Sarah Werner aus Magdeburg setzt voll auf Müllvermeidung. Die 31-Jährige öffnet im September den ersten Unverpackt-Laden der Stadt.

Von Emily Engels 17.05.2017, 01:01

Magdeburg l Genau zwei Produkte stehen in Sarah Werners Badezimmer auf einer Ablage neben der Dusche: ein großes Glas Roggenmehl und ein Stück Olivenseife. Die Seife verwendet sie für ihren Körper. Und das Roggenmehl? „Damit wasche ich mir die Haare”, erklärt sie, als wäre es das Normalste auf der Welt. Die 31-jährige Magdeburgerin hat einen Lebensstil, der in Deutschland immer beliebter wird: Sie lebt seit ein paar Jahren so gut wie müllfrei.

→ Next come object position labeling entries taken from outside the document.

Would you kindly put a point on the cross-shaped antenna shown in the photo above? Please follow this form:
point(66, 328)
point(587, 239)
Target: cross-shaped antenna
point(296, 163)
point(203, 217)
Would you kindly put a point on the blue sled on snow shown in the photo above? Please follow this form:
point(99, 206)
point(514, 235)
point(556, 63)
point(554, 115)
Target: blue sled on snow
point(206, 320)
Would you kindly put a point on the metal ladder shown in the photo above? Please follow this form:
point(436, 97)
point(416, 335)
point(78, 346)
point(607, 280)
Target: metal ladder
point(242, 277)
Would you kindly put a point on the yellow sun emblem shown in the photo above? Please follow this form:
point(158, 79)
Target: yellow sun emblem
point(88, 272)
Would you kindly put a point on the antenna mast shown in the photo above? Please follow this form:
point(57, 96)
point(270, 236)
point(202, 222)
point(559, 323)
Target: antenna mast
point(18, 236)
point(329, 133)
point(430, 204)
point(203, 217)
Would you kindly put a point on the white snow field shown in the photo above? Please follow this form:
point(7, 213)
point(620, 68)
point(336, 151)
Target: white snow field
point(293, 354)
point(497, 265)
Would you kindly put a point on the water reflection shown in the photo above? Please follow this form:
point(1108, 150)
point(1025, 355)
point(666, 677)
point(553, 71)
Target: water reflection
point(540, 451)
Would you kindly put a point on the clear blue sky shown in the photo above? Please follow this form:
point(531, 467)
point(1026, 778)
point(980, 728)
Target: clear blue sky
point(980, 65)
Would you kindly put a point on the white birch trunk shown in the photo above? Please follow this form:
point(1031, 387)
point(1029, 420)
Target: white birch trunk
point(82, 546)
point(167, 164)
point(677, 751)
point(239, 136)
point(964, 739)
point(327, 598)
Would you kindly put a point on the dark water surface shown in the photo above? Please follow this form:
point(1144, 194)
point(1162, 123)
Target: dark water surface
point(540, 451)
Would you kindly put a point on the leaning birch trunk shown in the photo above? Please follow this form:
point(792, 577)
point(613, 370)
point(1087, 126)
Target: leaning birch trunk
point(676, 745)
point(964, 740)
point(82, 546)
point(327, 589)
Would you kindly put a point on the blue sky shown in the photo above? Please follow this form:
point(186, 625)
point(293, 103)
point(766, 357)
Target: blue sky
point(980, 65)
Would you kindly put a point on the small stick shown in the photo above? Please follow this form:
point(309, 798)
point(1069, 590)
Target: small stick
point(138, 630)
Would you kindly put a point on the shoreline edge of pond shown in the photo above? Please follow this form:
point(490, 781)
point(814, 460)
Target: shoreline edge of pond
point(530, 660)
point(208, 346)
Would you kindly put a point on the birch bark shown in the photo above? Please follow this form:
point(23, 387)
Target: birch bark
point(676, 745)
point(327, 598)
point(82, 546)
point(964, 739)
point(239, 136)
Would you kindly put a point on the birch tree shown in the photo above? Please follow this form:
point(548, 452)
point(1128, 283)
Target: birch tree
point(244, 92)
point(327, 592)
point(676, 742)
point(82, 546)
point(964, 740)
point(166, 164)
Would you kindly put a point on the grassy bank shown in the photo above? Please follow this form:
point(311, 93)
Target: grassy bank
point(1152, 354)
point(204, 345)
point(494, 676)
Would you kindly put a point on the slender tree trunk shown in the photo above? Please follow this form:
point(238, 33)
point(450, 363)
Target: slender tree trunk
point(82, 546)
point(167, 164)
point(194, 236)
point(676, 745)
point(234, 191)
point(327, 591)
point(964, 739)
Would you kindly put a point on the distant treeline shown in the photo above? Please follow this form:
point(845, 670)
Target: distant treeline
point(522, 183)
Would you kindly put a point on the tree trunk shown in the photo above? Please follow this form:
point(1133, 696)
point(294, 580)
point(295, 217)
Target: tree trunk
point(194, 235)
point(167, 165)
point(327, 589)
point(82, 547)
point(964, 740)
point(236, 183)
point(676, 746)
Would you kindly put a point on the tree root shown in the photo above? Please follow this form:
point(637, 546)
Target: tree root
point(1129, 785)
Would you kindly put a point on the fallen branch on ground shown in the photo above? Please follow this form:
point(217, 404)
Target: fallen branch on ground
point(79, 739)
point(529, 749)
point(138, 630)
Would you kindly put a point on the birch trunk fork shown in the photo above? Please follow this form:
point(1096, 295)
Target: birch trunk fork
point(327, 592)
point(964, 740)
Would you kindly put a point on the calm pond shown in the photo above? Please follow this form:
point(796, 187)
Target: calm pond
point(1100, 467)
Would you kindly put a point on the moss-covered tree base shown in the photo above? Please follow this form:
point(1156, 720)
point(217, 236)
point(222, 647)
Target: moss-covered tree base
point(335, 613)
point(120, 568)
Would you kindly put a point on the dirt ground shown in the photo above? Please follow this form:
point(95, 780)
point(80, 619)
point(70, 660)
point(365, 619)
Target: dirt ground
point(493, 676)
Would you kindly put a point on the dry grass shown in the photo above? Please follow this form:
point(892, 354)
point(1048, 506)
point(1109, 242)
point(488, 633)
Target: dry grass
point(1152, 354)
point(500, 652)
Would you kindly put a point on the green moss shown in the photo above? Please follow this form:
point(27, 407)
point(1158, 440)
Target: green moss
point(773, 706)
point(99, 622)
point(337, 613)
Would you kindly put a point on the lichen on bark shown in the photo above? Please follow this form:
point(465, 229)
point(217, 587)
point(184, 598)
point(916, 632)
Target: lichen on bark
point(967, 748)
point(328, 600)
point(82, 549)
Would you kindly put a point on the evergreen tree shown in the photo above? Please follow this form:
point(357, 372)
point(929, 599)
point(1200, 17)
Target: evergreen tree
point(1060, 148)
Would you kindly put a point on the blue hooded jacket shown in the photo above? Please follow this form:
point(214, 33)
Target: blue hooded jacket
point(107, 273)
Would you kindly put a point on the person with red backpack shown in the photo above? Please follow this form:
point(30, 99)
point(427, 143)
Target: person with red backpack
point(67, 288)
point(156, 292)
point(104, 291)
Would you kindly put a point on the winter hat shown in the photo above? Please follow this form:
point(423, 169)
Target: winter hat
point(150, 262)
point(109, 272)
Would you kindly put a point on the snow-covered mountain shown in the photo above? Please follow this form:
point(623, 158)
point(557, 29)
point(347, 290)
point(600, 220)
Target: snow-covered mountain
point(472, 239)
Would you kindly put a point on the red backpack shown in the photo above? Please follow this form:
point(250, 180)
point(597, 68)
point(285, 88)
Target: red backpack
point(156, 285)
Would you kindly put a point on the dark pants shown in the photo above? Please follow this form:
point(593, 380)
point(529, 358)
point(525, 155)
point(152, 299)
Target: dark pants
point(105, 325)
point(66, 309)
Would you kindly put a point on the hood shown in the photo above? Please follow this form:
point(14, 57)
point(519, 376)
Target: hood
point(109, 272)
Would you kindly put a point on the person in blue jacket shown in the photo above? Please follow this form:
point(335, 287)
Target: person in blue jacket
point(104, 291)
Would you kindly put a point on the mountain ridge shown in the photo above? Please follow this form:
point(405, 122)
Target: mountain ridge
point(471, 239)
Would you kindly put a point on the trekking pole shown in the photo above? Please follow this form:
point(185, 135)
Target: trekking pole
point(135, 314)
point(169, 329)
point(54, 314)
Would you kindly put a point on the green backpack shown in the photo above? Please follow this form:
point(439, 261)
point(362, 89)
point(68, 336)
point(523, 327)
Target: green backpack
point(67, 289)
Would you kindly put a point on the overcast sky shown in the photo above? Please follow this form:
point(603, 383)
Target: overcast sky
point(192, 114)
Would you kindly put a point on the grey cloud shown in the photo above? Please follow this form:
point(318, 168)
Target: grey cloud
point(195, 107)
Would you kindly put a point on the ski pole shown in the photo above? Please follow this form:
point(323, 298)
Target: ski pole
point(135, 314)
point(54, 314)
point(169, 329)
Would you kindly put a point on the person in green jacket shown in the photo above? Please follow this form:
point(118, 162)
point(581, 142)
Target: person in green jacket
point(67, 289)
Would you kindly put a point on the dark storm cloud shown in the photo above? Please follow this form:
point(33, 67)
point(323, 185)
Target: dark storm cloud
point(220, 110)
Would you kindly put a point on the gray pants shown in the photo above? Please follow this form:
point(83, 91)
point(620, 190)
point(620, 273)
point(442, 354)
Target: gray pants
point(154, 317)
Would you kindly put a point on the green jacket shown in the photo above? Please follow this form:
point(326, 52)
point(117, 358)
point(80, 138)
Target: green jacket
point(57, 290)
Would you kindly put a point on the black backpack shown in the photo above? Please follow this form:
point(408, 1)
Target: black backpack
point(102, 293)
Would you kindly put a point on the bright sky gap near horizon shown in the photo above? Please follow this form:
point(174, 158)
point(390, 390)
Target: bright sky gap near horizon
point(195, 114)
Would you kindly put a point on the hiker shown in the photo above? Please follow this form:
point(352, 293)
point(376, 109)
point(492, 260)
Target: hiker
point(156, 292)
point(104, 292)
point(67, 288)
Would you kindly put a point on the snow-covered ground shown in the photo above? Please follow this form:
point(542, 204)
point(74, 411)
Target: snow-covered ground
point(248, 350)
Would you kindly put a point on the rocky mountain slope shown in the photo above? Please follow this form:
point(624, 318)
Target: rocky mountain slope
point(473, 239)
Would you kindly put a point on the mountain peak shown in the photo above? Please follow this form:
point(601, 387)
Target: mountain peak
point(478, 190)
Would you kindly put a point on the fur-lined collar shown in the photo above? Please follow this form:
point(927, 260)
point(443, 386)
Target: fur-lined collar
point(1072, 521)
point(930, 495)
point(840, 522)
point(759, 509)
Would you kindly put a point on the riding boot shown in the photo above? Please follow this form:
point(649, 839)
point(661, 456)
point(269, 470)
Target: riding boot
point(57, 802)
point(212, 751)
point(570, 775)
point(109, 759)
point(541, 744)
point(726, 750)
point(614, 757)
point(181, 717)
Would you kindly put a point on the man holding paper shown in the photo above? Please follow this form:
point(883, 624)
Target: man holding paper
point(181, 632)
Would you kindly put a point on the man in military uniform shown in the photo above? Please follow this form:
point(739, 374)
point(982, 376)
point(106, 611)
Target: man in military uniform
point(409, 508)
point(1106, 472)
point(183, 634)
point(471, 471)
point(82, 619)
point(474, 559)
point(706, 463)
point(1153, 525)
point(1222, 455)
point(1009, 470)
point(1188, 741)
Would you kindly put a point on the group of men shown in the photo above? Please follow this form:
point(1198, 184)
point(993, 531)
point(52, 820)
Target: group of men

In Deutschland gibt es bereits über 40 Unverpackt-Läden. In diesen Geschäften müssen Kunden selber Behälter für ihre Einkäufe mitbringen. Egal, ob Öl, Salz oder Haferflocken: Alles wird ohne Verpackung angeboten und abgewogen. Etwa weitere 30 solcher Läden sind in Planung. Darunter ist auch der Laden von Sarah Werner. Im September soll er im Schellheimer-Kiez in Magdeburger Stadtteil Stadtfeld eröffnen.

„Ich wollte schon immer die Welt retten”, sagt die junge Frau. Dieses Ziel habe die gelernte Sozialpädagogin bei ihrer Arbeit in einem Magdeburger Waldorfkindergarten nur bedingt erreichen können. Nach einem Einkauf in einem Unverpackt-Laden Anfang 2016 in Kiel war sie inspiriert. „Ich bin mit leeren Gläsern und Behältern in den Laden gegangen, habe mir die losen Lebensmittel abgefüllt und bin damit an die Kasse gegangen”, beschreibt sie das Erlebnis, das ihr Leben grundlegend verändert hat. Keine Ablenkung durch bunt bedruckte Verpackungen habe es dort gegeben. Keine Qual der Wahl zwischen 20 Sorten Müsli, sondern die leichte Entscheidung zwischen zwei oder drei.

Wie viele neue Trends, hat auch der Zero-Waste (deutsch: Kein Müll)-Trend einen Trendsetter. Shia Su ist der Name, den wohl jeder in der deutschen Unverpackt-Szene kennt. Auf ihrem Blog wirbt die 33-Jährige für ihr Buch „Kein Müll ist das neue Grün” und gibt dem Einsteiger Tipps zum Leben ohne Abfall.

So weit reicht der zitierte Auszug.